Conservatives divided over tax cuts
The Local · 25 Jun 2011, 11:19
Published: 25 Jun 2011 11:19 GMT+02:00
The tax cuts, amounting to up to €10 billion ($14 billion), could take effect just before the 2013 election and help boost the fortunes of the government's troubled junior coalition partner, the Free Democrats (FDP).
But high-ranking members of Merkel's own Christian Democrats (CDU) have expressed opposition to the plans.
Finance Minister Wolfgang Schäuble, a CDU member, said he did not see the necessity for the cuts, calling them unrealistic and the public debate over the plans "somewhat unfortunate."
"We don't have a lot of leeway in the budget for tax cuts," he told the Bild am Sonntag newspaper.
"The tax rates in Germany are below the average of other industrialized nations and we are facing big budgetary challenges."
That critique was echoed by fellow CDU member Georg Schirmbeck, the party's budget expert.
"If the government brings the tax plans to the Bundestag, they're not going to find a majority for this kind of nonsense," he told the Saturday edition of the Neue Osnabrücker Zeitung.
But Horst Seehofer, the head of the Christian Social Union, the Bavarian sister party of the CDU, said he supported the plans pushed forward by the business-friendly FDP.
"There will be tax cuts in this legislative period, but they will be done in accordance with our economic situation and without endangering our planned budget consolidation," he told the news magazine Focus.
The FDP, traditionally a big supporter of lower tax rates, had made cuts a central requirement for joining the centre-right coalition after the last election. But tax reductions have been off the table for years.

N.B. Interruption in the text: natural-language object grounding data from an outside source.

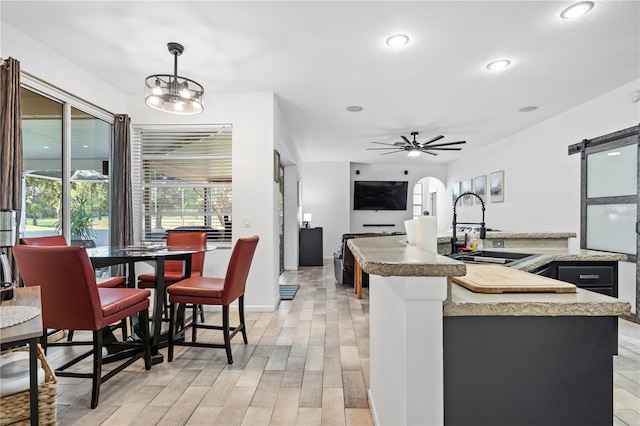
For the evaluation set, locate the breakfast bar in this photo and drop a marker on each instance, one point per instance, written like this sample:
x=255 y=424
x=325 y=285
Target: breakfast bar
x=439 y=351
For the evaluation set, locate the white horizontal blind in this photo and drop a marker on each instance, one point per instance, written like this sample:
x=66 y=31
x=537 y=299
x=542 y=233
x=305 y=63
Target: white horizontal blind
x=185 y=180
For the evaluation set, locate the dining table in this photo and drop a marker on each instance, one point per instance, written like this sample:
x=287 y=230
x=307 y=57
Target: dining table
x=24 y=326
x=105 y=256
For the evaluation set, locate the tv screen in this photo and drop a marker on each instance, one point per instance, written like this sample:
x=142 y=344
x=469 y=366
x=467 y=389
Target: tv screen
x=380 y=195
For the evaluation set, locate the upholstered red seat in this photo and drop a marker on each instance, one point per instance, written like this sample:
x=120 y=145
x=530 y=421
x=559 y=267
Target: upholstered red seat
x=213 y=291
x=71 y=300
x=59 y=240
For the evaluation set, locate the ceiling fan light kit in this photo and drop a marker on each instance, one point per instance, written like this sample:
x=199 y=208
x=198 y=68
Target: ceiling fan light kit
x=414 y=148
x=173 y=93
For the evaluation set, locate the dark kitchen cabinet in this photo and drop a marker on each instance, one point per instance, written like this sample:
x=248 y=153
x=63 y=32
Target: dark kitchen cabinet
x=599 y=277
x=310 y=246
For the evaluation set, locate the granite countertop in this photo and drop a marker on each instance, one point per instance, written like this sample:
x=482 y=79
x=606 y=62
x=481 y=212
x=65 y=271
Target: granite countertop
x=393 y=256
x=548 y=255
x=496 y=235
x=463 y=302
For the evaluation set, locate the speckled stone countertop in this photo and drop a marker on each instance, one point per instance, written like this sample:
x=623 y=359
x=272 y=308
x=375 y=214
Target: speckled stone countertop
x=462 y=302
x=393 y=256
x=548 y=255
x=499 y=235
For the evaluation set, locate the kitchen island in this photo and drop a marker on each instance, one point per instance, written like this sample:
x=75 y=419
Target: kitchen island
x=416 y=313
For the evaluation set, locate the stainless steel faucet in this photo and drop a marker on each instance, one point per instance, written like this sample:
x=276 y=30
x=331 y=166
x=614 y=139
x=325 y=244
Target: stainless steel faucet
x=483 y=231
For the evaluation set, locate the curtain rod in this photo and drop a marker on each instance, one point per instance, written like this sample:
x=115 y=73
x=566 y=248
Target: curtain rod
x=40 y=80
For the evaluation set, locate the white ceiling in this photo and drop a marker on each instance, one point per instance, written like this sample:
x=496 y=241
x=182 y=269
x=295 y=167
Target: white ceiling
x=319 y=57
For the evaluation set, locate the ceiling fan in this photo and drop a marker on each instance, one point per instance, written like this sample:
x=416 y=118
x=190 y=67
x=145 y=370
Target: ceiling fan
x=414 y=148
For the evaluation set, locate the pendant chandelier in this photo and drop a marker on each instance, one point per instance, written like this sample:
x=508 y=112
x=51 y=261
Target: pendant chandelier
x=172 y=93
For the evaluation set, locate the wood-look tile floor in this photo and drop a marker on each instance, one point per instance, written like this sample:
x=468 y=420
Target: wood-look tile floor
x=307 y=363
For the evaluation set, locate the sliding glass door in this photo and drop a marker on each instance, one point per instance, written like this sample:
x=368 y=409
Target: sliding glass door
x=66 y=167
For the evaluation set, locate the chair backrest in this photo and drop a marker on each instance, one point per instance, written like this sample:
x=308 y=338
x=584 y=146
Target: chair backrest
x=238 y=268
x=53 y=240
x=68 y=289
x=187 y=239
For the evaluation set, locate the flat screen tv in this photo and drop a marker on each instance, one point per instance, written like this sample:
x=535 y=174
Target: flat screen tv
x=380 y=195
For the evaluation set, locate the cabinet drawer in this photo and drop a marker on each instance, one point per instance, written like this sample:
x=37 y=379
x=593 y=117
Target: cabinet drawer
x=586 y=276
x=607 y=291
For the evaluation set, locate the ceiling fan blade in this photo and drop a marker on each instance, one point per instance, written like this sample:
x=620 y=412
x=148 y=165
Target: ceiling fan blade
x=382 y=143
x=437 y=138
x=446 y=144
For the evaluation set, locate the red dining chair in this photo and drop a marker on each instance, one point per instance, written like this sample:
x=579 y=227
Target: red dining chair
x=174 y=269
x=60 y=240
x=72 y=300
x=213 y=291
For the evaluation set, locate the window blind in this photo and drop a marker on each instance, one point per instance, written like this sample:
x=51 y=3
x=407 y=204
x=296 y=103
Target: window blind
x=185 y=180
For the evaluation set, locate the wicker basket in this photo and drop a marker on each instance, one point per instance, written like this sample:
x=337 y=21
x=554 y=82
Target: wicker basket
x=14 y=408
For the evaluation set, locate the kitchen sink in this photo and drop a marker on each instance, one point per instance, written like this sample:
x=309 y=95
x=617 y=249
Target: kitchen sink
x=492 y=257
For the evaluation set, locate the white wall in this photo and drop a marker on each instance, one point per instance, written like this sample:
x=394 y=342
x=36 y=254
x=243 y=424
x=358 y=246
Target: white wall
x=292 y=217
x=39 y=60
x=325 y=194
x=542 y=182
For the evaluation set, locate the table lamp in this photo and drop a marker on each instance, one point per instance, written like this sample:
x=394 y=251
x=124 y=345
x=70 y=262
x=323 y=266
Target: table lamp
x=7 y=239
x=306 y=218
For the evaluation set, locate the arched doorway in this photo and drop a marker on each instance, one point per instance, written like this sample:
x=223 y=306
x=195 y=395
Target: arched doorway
x=430 y=195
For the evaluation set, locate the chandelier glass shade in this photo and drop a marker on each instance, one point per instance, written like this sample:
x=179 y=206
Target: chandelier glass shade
x=173 y=93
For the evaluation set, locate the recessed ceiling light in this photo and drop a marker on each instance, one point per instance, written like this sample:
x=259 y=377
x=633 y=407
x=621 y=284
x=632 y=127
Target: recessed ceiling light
x=528 y=109
x=498 y=64
x=397 y=40
x=576 y=10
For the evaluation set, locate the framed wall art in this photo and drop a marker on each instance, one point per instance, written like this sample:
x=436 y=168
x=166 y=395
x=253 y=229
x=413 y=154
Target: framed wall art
x=467 y=186
x=480 y=185
x=496 y=187
x=455 y=191
x=276 y=166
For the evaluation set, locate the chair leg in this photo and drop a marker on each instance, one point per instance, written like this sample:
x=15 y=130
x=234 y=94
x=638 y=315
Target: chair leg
x=146 y=338
x=44 y=340
x=194 y=323
x=173 y=328
x=97 y=367
x=241 y=314
x=125 y=332
x=225 y=332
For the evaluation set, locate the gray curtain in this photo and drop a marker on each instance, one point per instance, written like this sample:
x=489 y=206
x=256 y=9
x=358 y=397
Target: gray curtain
x=121 y=216
x=10 y=140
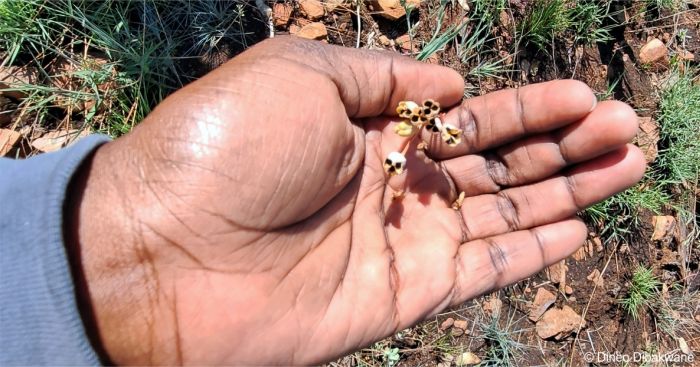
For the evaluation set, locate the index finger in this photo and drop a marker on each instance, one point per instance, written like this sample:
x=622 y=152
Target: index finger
x=500 y=117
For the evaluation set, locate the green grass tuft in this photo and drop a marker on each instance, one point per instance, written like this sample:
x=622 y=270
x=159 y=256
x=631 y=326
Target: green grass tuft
x=145 y=44
x=679 y=120
x=642 y=292
x=545 y=20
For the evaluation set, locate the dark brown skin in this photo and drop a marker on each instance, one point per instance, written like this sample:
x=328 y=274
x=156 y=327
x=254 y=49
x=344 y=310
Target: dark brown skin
x=248 y=220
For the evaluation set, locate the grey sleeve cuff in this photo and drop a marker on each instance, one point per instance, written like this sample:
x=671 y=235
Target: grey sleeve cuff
x=39 y=319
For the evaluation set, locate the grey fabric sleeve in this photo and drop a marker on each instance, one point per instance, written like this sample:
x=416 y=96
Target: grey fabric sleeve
x=39 y=319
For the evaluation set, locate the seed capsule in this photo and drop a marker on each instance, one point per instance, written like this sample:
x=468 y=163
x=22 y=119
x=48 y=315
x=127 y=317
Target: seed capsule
x=394 y=164
x=408 y=108
x=434 y=125
x=405 y=129
x=430 y=108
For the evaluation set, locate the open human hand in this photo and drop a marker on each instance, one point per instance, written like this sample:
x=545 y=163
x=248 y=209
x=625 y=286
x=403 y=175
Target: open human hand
x=248 y=219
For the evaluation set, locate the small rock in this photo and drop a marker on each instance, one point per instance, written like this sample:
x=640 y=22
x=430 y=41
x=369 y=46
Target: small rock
x=313 y=31
x=596 y=278
x=663 y=227
x=653 y=52
x=281 y=12
x=15 y=77
x=8 y=139
x=686 y=55
x=683 y=345
x=392 y=9
x=447 y=324
x=647 y=138
x=331 y=5
x=467 y=359
x=313 y=9
x=56 y=140
x=580 y=254
x=558 y=323
x=294 y=29
x=543 y=300
x=505 y=19
x=556 y=273
x=461 y=324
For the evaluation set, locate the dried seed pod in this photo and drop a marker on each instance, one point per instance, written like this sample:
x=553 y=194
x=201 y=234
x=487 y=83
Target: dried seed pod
x=394 y=164
x=451 y=135
x=405 y=129
x=430 y=108
x=434 y=125
x=408 y=108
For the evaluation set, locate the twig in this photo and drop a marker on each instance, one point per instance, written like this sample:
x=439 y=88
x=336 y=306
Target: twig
x=359 y=24
x=266 y=11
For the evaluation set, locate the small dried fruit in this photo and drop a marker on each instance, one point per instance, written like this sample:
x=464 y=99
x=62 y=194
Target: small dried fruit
x=394 y=163
x=451 y=135
x=434 y=125
x=407 y=108
x=430 y=108
x=405 y=129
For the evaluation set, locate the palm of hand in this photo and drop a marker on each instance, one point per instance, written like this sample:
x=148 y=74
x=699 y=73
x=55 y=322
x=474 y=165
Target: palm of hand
x=278 y=240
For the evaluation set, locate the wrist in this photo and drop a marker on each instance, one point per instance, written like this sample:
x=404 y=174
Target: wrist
x=113 y=284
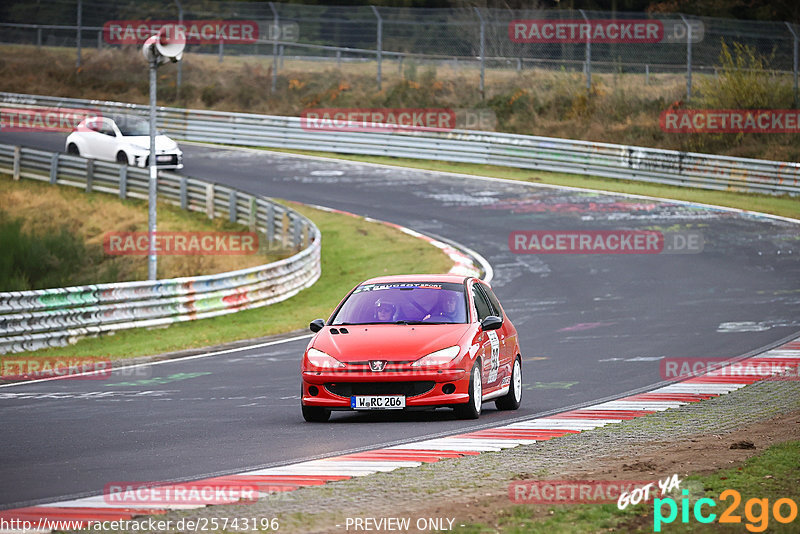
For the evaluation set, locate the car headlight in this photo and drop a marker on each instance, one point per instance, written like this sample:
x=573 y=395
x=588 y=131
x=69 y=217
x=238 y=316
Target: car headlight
x=319 y=359
x=438 y=358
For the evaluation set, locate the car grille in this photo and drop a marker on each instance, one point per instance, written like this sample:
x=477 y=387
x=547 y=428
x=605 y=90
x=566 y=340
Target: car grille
x=162 y=160
x=409 y=389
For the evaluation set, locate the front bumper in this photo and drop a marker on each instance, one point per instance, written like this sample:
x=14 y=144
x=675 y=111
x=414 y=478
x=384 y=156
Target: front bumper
x=422 y=389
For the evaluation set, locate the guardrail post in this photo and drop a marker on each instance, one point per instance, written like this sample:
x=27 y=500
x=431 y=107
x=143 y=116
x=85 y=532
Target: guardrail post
x=54 y=168
x=794 y=64
x=482 y=49
x=123 y=181
x=270 y=225
x=276 y=30
x=17 y=158
x=251 y=217
x=298 y=232
x=688 y=58
x=183 y=194
x=379 y=40
x=210 y=201
x=588 y=51
x=285 y=230
x=78 y=35
x=89 y=175
x=232 y=207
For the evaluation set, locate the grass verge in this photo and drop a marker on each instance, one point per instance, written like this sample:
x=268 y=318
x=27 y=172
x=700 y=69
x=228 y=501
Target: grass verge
x=352 y=250
x=784 y=205
x=41 y=210
x=766 y=478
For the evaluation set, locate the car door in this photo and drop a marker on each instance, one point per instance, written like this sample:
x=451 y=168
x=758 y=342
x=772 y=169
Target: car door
x=507 y=336
x=489 y=343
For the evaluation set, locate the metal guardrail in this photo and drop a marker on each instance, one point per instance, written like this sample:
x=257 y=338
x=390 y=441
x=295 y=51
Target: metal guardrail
x=670 y=167
x=30 y=320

Now, however, that Germany's economy is powering ahead, the wind seems to be heading in the direction of possible cuts. Reducing the tax burden could help the FDP, which has seen support plummet and its former head, Guido Westerwelle, step down due to his and the party's growing unpopularity.
The head of the CDU parliamentary group, Volker Kauder, said the economic situation in Germany was strong enough to make tax relief possible. He also called for a reduction in social insurance premiums, like payments into the state health insurance and pension schemes, as another strategy to reduce the tax burden on middle-class Germans.